LA CONTRIBUTION DES CHRÉTIENS. Interview du cardinal Angelo Sodano

Nova et vetera, la clef pour harmoniser modernité et tradition


L’Europe, si elle veut atteindre ses objectifs, doit s’inspirer avec «une fidélité créative» de l’héritage chrétien. Le cardinal doyen du Sacré Collège fait le point sur les vingt ans qui nous séparent de la chute du Mur de Berlin ainsi que sur les problèmes et les perspectives de l’Union européenne


Interview du cardinal Angelo Sodano par Roberto Rotondo


Où en est la construction de la maison commune européenne vingt ans après la chute du Mur de Berlin? Qu’en est-il des mille espoirs de naguère? Et comment sortir de l’opposition stérile entre laïcisme et fondamentalisme religieux, qui traverse les institutions européennes? Le livre récent du cardinal Angelo Sodano, doyen du Sacré Collège et Secrétaire d’État émérite, Per una nuova Europa. Il contributo dei cristiani, édité par la Libreria Editrice Vaticana, réussit en peu de pages à apporter des réponses à toutes les questions qui se posent, sans en négliger aucune, même les plus épineuses. Le tout sans polémique mais avec cette capacité de synthèse, cette clarté et cette simplicité que le cardinal Sodano doit aux cinquante années passées dans la diplomatie vaticane, dont quinze comme secrétaire d’État des deux derniers Papes, mais aussi, peut-être, au lien qu’il a gardé avec sa terre, ce monde rural piémontais où il a grandi et où il est devenu prêtre. Son père Giovanni a été, entre autres, député au Parlement italien de 1948 à 1963.
Pour cette interview, le cardinal nous reçoit avec une grande cordialité au Collège Éthiopien, un morceau d’Afrique au cœur du Vatican, où se trouve son appartement et où, aujourd’hui, en cette matinée ensoleillée de fin janvier, il est en train de travailler.

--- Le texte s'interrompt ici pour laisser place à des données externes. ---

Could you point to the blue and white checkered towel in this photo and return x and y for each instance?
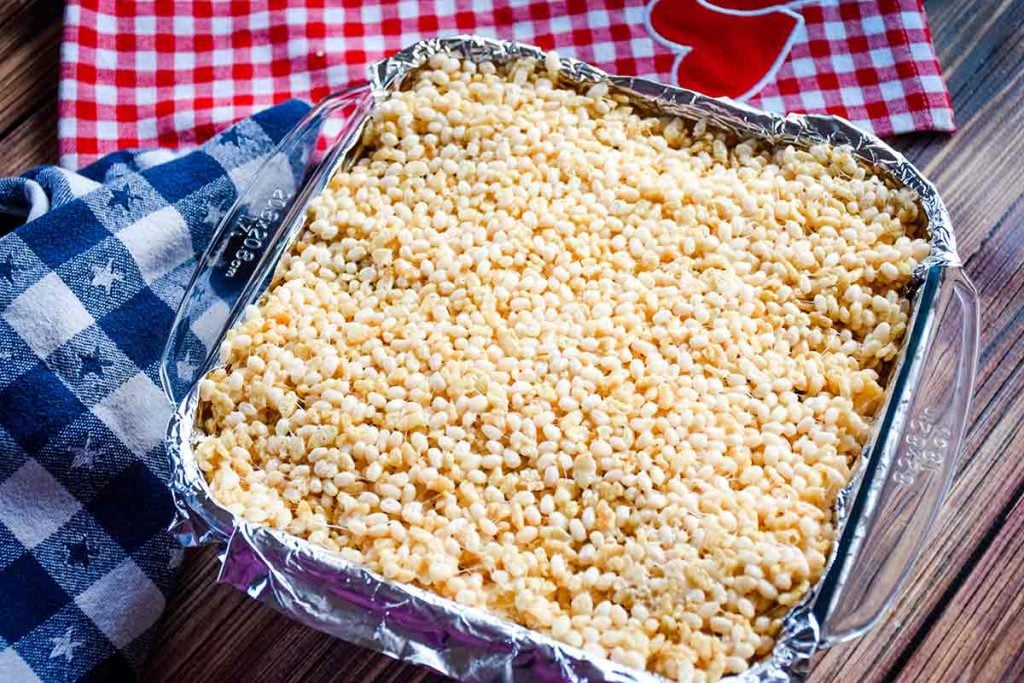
(88, 288)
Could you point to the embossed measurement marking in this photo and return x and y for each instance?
(254, 229)
(926, 444)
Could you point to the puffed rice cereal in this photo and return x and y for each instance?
(599, 373)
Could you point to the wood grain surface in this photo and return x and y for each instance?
(961, 616)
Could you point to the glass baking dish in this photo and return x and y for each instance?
(884, 515)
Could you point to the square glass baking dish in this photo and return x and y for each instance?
(884, 515)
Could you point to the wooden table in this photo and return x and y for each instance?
(963, 613)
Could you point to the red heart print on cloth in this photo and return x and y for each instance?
(731, 48)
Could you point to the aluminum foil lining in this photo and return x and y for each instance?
(328, 593)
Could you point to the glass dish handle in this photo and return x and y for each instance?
(245, 248)
(923, 428)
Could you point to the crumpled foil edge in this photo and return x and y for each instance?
(320, 589)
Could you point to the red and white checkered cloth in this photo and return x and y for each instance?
(146, 73)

Le cardinal Angelo Sodano pendant son intervention à l’occasion des célébrations du «Millénium du Nom Lituanie», à Vilnius, le 6 juillet 2009 [© AFP/Getty Images]

Le cardinal Angelo Sodano pendant son intervention à l’occasion des célébrations du «Millénium du Nom Lituanie», à Vilnius, le 6 juillet 2009 [© AFP/Getty Images]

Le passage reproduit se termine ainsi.